Thursday, July 30, 2015

So much more than PPI at stake here

Back in March 2013, we were the first to stick our heads above the parapet and comment in detail on how PPI claims might interact with bankruptcy and IVAs on our Blog, here. Just after that, R3 and the Regulators issued joint guidance that was largely consistent with our view and we happily sat back and let you all get on with it.

Recently, however, just as things were quietening down and everyone was getting used to the status quo, Judge Hodge QC in the Manchester District Registry, in the case of Green v Wright [2015] EWHC 993 (Ch), threw a king-sized spanner in the works that has an impact not only on PPI, but also on a range of other situations.

Summarising the judgement in an extremely simplistic fashion, he said that in cases using R3 standard terms V2 (the relevant term 9(2) also being the same in R3 standard terms V3 that now apply), once a certificate of completion is issued it releases all claims against the debtor and there are no longer any creditors. As you know, we are famous for sitting on the fence and refusing to be controversial, so we would just like to make it clear that we think this decision is wrong and illogical. We eagerly await the outcome of the planned appeal, but unfortunately we understand that any such appeal will not be heard until January 2016 at the earliest.

Until then, and possibly afterwards if another member of the judiciary can see some merit in Judge Hodge QC’s arguments, we have had to come up with a practical solution. Although it is aimed specifically at the relevant paragraph of the R3 standard terms, we have worded it to apply to all cases, whether the standard terms are protocol, R3, or bespoke, so that matters can be concluded after the debtor has been given a certificate of completion. We have done so because we consider that there is a clear delineation between the debtor completing their obligations under an arrangement, and therefore being entitled to start their rehabilitation, and a supervisor completing their obligations under the terms of the arrangement. We think that quite apart from PPI claims, which are often protracted, there are other times when it is only fair to give the debtor prompt release and let the IP and creditors tie up the loose ends afterwards. One example of this would be where there is a lump sum settlement and HMRC are a creditor. The debtor might pay over any monies in the first few days, but the IVA might have to continue for months until HMRC is in a position to complete their final claim. If the lack of logic in Judge Hodge QC’s argument is followed, then in such a case then the debtor would have to wait months until HMRC have been paid before they can have their certificate of completion even though they have complied with their obligations under the arrangement by paying over the monies and the rest of it is just administration. That is because, of course, if the supervisor issued a completion certificate as soon as the monies were received from the debtor that would cut off HMRC’s claim as a creditor and most likely result in the money having to be returned to the debtor, and HMRC complaining about the IP. However, sticking with our even-handed and sensible approach, we cannot call any such judgement bonkers.

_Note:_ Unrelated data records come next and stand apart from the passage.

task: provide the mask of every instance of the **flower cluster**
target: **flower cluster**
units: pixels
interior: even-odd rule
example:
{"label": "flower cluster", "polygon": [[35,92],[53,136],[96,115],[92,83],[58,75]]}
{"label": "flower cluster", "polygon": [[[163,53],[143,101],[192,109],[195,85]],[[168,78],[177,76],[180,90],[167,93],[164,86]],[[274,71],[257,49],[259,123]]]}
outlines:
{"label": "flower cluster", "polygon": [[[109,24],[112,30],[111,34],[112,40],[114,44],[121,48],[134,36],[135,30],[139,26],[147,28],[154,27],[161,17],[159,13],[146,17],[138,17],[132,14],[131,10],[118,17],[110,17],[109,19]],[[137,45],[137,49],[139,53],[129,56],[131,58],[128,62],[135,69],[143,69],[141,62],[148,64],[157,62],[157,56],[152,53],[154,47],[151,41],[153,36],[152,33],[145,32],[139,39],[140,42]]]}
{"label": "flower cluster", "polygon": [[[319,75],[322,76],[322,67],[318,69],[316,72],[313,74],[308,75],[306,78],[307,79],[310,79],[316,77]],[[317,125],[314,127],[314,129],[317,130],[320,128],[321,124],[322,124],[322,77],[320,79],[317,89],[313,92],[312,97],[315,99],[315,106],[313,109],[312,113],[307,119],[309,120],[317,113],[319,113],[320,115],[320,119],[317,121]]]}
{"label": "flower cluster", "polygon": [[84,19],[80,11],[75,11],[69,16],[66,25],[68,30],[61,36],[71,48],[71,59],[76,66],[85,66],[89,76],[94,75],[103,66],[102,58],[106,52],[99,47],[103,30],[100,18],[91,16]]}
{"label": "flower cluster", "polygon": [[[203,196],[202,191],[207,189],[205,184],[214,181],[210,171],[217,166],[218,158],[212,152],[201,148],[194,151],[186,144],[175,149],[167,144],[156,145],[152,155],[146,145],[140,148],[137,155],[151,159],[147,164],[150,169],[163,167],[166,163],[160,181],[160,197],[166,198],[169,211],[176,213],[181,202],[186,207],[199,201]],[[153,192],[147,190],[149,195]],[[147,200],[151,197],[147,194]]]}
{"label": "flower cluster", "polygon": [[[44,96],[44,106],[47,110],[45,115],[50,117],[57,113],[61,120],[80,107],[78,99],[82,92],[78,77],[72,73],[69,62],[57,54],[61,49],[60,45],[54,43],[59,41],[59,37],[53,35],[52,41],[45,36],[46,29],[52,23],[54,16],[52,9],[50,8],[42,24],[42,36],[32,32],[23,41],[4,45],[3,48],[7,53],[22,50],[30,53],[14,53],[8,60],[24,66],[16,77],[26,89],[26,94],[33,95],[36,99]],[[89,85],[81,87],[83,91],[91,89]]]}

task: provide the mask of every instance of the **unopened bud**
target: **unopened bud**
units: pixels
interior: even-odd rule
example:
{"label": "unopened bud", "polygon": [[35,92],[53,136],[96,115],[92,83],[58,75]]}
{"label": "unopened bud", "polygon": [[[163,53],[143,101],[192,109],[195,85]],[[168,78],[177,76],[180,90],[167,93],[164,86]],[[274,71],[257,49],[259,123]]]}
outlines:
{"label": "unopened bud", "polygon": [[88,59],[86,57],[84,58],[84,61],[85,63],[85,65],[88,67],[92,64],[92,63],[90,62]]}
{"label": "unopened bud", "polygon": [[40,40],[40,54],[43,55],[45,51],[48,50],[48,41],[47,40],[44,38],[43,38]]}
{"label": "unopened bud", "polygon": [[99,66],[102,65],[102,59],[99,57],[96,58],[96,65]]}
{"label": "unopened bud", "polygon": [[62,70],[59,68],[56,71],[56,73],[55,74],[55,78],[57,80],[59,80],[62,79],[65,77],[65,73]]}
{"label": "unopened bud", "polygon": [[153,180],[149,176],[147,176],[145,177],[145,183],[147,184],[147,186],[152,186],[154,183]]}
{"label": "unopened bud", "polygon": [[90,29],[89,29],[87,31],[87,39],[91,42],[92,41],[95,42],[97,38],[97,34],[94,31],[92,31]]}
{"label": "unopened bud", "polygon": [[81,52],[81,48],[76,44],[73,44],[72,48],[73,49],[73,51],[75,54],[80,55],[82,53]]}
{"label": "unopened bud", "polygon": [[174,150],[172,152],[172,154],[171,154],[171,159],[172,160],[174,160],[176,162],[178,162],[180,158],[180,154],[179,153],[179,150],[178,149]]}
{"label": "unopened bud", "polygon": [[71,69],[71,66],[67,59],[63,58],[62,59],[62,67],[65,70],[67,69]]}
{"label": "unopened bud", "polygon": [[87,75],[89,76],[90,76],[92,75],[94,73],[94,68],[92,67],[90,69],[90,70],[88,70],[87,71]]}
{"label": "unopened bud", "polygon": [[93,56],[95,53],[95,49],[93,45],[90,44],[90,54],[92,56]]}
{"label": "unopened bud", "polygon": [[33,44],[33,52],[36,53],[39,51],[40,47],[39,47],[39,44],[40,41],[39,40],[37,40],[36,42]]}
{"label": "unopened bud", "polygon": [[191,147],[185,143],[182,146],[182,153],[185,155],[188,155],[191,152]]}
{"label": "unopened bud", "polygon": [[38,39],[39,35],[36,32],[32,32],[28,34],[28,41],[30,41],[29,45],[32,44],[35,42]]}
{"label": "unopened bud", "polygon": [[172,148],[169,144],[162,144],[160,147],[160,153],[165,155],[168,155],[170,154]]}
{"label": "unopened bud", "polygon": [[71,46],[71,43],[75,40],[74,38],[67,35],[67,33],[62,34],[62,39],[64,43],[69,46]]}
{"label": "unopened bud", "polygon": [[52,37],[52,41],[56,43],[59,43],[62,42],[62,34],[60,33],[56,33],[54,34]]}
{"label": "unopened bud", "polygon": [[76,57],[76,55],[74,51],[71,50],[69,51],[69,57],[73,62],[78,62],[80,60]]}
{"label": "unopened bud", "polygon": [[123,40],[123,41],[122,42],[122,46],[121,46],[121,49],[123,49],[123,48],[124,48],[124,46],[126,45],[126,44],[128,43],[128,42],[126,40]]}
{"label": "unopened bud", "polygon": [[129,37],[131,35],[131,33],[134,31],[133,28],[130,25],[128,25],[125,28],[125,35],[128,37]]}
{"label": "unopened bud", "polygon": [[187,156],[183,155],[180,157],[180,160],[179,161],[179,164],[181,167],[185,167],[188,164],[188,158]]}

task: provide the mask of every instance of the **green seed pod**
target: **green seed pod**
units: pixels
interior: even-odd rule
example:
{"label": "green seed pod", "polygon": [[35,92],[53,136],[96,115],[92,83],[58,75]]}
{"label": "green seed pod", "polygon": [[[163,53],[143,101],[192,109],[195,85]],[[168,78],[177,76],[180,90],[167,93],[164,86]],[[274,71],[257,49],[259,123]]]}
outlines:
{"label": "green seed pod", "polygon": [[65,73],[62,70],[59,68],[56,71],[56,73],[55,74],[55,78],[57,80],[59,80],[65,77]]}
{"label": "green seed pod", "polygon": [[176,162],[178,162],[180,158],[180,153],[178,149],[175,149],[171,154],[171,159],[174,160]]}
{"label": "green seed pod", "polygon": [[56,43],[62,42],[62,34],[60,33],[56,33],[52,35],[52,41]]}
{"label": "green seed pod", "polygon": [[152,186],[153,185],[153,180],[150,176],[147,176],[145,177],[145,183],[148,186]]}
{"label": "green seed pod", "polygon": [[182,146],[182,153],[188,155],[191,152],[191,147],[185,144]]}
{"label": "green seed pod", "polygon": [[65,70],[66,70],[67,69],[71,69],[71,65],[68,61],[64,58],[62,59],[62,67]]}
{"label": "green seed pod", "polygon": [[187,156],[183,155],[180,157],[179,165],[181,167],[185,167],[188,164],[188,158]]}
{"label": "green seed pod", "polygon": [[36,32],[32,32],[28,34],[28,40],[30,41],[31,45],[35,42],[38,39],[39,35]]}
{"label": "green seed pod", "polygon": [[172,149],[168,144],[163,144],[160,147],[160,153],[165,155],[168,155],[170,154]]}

Our proposed wording, which we are thinking of using our standard proposals the next time we update them is:

“As a result of a recent legal case, [and specifically replacing and overriding R3 standard term 9(2)](use only if it is an R3 standard terms case) this term makes it clear that any assets or potential assets, including contributions from third parties, PPI claims or similar payments that have not yet been realised when a certificate of completion is issued and would be included in the IVA trust if the IVA remained open, will still be collectable by the supervisor after a certificate of completion has been issued. The issue of a certificate of completion will release the debtor from any future claims from creditors bound by the arrangement in respect of their bound claims but will not extinguish their existing claims that were bound by the arrangement until all arrangement assets, realised or unrealised, have been collected and dealt with in accordance with the arrangement terms. The supervisor will therefore be able to issue a certificate of completion to the debtor once they have completed their obligations under the arrangement, but also be able continue to collect any outstanding assets or recoveries and deal with them as if the arrangement had continued, including but not limited to, recovering fees on the same basis as that agreed in the IVA, and making payments to creditors bound by the IVA on the same terms that applied in the IVA before the completion certificate was issued.”

Note that the above wording is just our first attempt and it has not been run past lawyers or otherwise tested to see if it works. To be honest, with the uncertainty around PPI generally, we suspect that fully binding wording would be impossible to achieve, but we this that this would probably show enough of the intention when the parties contracted to the IVA, that a judge could not follow Judge Hodge QC’s argument. But then, we did not think anyone would follow that argument with the old R3 wording either!

It may be worth trying to get arrangements varied to include similar wording before closing them if there is any chance that PPI or other asset recoveries might still be outstanding, or if you still have claims to settle and dividend to pay, or if you have other assets to deal with but you want to release the debtor.

We cannot be sure that this will defeat the argument put forward by Judge Hodge QC and we still hope that the appeal will rectify the position, but until then this should at least give you some wording to discuss with your lawyers.

There may also be a problem in protocol cases, in that several of the points made in the Green case may be interpreted as an attack on the standard IVA trust clause. We think that if the problem remains that widespread and is upheld on appeal, then the Insolvency Service should take prompt action to introduce a legislative fix to restore the trust principle.